Happy mood participants will demonstrate mood-congruence and cro

Happy mood participants will demonstrate mood-congruence and cross-modality indexed by longer response latencies for positive stimuli (positive words/happy faces). Method Participants One-hundred

and twenty-four undergraduate females signed up for the experiment in exchange for study credit. Eight participants were excluded for nonfluency in Dutch, leaving the final Inhibitors,research,lifescience,medical sample of 116 female university students with a mean age of 20.9 (SD = 2.9) years. Participation was restricted to females to control for potential gender influences and Dutch fluency to control for potential confounds on the verbal-emotional Stroop task. All study participants were further Inhibitors,research,lifescience,medical screened for current and past mood complaints, cognitive impairments, color vision, and dyslexia. Materials Questionnaires All participants completed the Dutch versions of the State-Trait Anxiety Inventory (STAI) (Van der ploeg et al. 1980), Positive Affect and Negative Affect Scale (Peeters et al. 1996), and finally the Beck Depression Inventory (BDI) (Bouman et al. 1985). Mood induction films and mood rating scale Mood induction movie clips consisted of Happy Feet for the positive mood and Sophie’s

Choice for the sad mood.
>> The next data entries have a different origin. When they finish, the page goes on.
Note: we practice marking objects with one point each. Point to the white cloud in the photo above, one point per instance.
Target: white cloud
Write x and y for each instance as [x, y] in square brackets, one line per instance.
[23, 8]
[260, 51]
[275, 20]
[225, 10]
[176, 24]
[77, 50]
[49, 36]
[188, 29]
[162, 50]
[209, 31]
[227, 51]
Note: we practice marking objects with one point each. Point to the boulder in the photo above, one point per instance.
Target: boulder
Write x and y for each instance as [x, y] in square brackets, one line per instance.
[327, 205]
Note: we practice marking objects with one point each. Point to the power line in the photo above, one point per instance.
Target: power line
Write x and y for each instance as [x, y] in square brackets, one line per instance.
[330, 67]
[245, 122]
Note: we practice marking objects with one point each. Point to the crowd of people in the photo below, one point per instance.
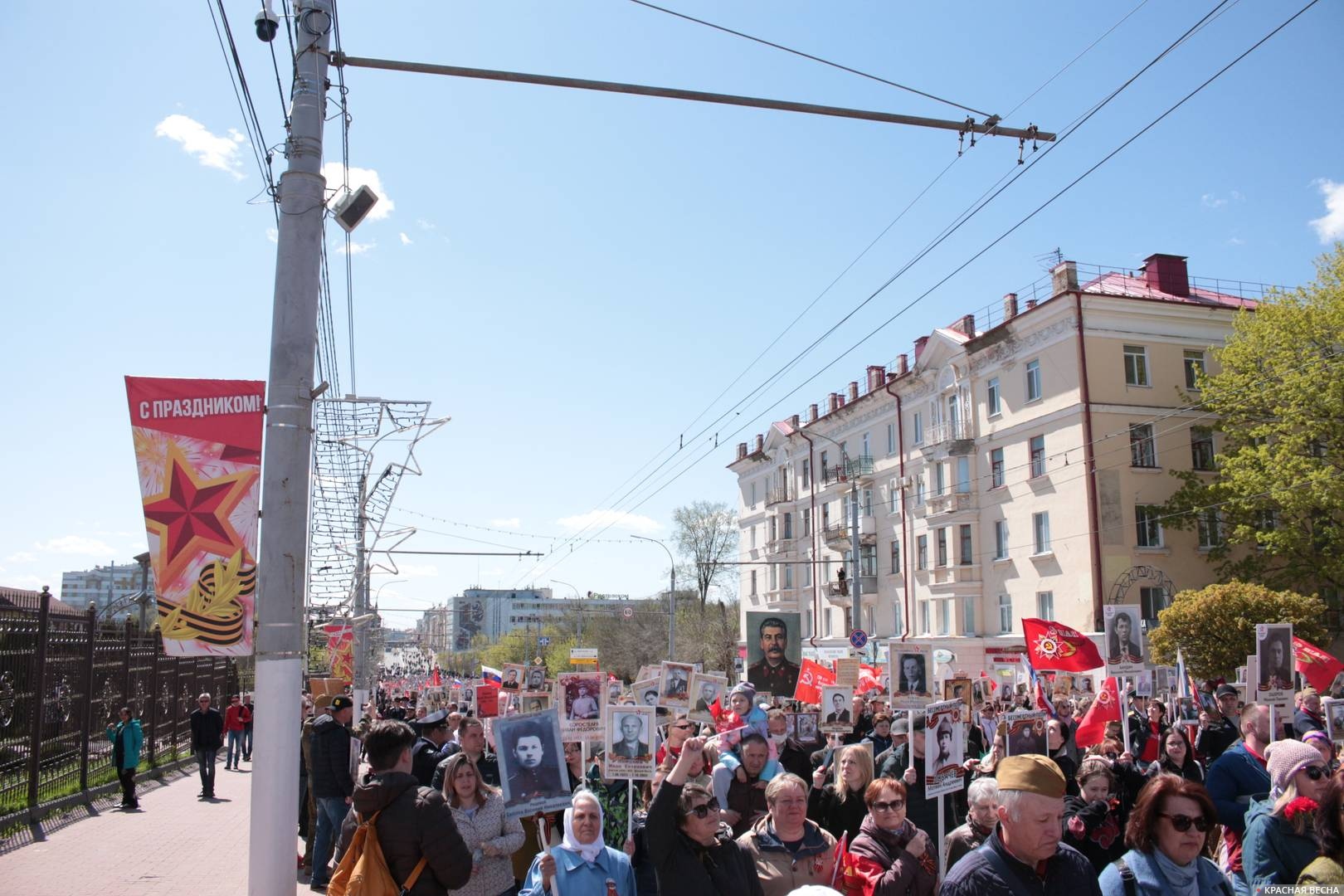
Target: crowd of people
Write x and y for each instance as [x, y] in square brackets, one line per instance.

These specific film segments have been validated and proven to be reliable Inhibitors,research,lifescience,medical in previous studies (Fitzgerald et al. 2011) Inhibitors,research,lifescience,medical and in general, movie segments are considered a highly reliable technique for inducing mood (Westermann et al. 1996). Both the sad and happy mood induction consisted of a 12-min clip and

a 7-min clip given at two separate time intervals. Participants were instructed to identify with the protagonist in the movie and “get into the same mood.” Mood ratings were collected using a computerized visual analogue scale that ranged from −10 (indicating saddest mood) to 10 (indicating happiest mood). Color and Inhibitors,research,lifescience,medical verbal-emotional Stroop A modified computerized Stroop color-naming task with emotional as well as color words was used. The Stroop consisted of five blocks of three trials each: sad words, happy words, fearful words, neutral words, and color words. A practice trial, containing 15 words selected from the different blocks, preceded the testing phase. The valenced words (from Rutecarpine a Dutch translation of the Affective Norms for English Words database, Bradley and Lang 1999) were matched for length, frequency, and learn more valence strength (see Table 1). The color trials contained the words “red,”“yellow,”“green,” and “blue.” The color block was always presented last, while the order of the other blocks was randomized across participants. The trials contained 48 words each and were sorted in four different columns. Within a block, the words were presented in a different order.